How to show the intersection of two compact subsets is compact Let (X,d) be a metric space and A,B $\subset$ X be two compact subsets.
Show $A\cap B$ is also compact.
I attempted this question by showing the intersection is bounded and closed. 
But I stated that Bounded and Closed $\Rightarrow$ Compact (Heine-Borel) but I didn't realise this only holds for $\mathbb R^n$.
Most of the other similar problems on here were dealing with $\mathbb R^n$, so how would you go about showing this for a general space X?

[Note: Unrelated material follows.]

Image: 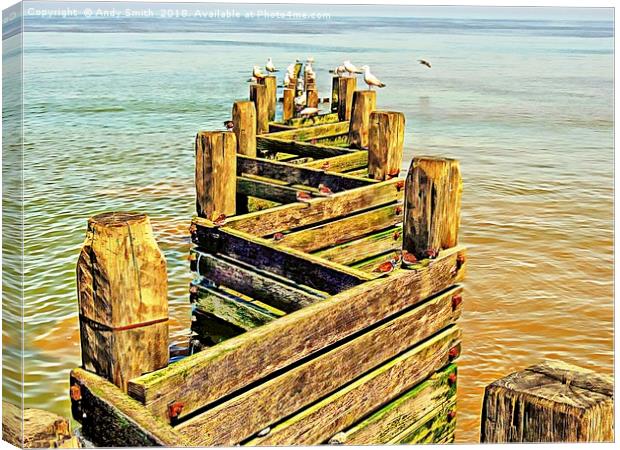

Any help would be greatly appreciated!
 A: In metric space, any compact subset is closed. In particular, this means $X \setminus B$ is open.
For any open cover $\mathscr{O}$ of $A \cap B$, $\mathscr{O} \cup \{ X \setminus B \}$ will be an open cover of $A$. Since $A$ is a compact, $\mathscr{O} \cup \{ X \setminus B \}$ has a finite sub-cover $\mathscr{F}$. It is easy to see $\mathscr{F} \setminus \{ X \setminus B \}$ is a finite sub-cover of $\mathscr{O}$ for $A \cap B$. Since the open cover $\mathscr{O}$ is arbitrary, $A \cap B$ is compact.
A: This is true for arbitrary Hausdorff spaces, not only for metric spaces.
Try to prove the following slight generalisation: any closed set in a compact space is compact. This should be easy with the usual definition of compactness (any cover admits a finite subcover). If you insist on working with metric spaces, it's even easier, using the definition that a set in a metric space is compact iff every sequence has a convergent subsequence.
A: $A$ is closed in $X$, so $A \cap B$ is closed in $B$. Now, a closed subset of a compact space is compact.